The dollar slumped against most major currencies as inflation appeared to be easing. The euro surpassed $1.42 for the first time, hitting a record against the U.S. currency for the seventh straight session.

Crude oil prices fell $1.12 to $81.66 a barrel on the New York Mercantile Exchange, but remain near historic highs.

"We're going to see crimped corporate profits if they eat those (commodity) costs, and inflation if they pass those down. Neither of those are good," Sampson said.

So far, consumers and businesses seem to be holding up despite high energy prices, the weak housing market and the summer's market volatility.

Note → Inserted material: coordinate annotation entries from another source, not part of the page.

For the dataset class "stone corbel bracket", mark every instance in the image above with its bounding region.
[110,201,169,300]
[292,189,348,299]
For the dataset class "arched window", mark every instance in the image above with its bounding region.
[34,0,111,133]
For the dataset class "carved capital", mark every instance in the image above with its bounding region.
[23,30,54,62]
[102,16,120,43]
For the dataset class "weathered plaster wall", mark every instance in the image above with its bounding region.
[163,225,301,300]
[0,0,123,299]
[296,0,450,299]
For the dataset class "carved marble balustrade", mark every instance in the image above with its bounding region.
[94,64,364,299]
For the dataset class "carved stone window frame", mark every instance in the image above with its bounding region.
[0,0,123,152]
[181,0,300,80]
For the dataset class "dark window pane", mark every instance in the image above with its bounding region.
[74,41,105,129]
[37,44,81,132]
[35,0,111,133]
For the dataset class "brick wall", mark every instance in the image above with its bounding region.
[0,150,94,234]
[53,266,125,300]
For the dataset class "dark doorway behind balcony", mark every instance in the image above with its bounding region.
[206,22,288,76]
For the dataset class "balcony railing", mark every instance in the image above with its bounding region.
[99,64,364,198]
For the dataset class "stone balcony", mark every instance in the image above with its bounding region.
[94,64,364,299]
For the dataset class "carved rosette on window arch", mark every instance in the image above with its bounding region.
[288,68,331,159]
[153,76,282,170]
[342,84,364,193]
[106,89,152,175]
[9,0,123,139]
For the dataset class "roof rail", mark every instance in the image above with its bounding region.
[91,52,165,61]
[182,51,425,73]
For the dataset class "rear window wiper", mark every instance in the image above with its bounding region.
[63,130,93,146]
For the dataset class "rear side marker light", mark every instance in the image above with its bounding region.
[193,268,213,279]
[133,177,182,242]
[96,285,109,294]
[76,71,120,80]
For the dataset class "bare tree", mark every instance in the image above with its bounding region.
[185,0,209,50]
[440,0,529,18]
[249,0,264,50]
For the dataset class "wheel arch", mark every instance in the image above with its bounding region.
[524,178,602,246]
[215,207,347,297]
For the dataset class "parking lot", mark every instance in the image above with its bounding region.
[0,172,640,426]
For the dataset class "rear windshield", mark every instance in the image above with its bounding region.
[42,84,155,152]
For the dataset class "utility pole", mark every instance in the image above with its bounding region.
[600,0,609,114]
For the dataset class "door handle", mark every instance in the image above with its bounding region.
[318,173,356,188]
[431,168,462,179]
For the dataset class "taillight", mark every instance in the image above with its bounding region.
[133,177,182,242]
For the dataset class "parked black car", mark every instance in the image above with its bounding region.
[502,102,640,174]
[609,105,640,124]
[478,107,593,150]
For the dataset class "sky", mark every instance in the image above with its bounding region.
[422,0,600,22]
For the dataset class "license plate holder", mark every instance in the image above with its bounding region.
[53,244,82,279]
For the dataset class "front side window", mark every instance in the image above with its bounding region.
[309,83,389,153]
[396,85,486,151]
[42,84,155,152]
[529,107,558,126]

The Commerce Department said Friday that consumer spending increased 0.6% in August, the fastest growth in more than two years. But Bernard Baumohl at the Economic Outlook Group LLC projected that holiday spending will increase 3.5% this year, less than the 4.5% of last season.

Meanwhile, August construction spending rose, to analysts' surprise, by 0.2%; Chicago's National Association of Purchasing Management said regional business activity increased in September by more than expected; and the University of Michigan said consumer sentiment during the month held steady.

As the turbulent third quarter draws to a close, investors are slightly less concerned about the tightening in the credit markets that sent stocks plummeting in late July and August. On Thursday, the Fed said banks slowed their borrowing from central bank this week to the smallest amount in six weeks, after a huge spike last week.

But while most agree conditions have improved, the credit markets still haven't returned to normal. Levels of outstanding asset-backed commercial paper fell about 17% in the week ending Wednesday -- not as steep a decline as seen a few weeks ago, but still suggesting that demand isn't meeting supply.

"We have tentative signs that the financial markets are beginning to recover from the recent upset, but financial fragility is obviously still an issue," said St. Louis Fed President William Poole in prepared remarks Friday in New York.

Declining issues outnumbered advancers by about 9 to 7 on the New York Stock Exchange, where volume came to 1.34 billion shares.

In overseas trading, Britain's FTSE 100 fell 0.30%, Germany's DAX index rose 0.10%, and France's CAC-40 fell 0.31%. Japan's Nikkei index fell 0.28% and Hong Kong's Hang Seng Index rose 0.29%.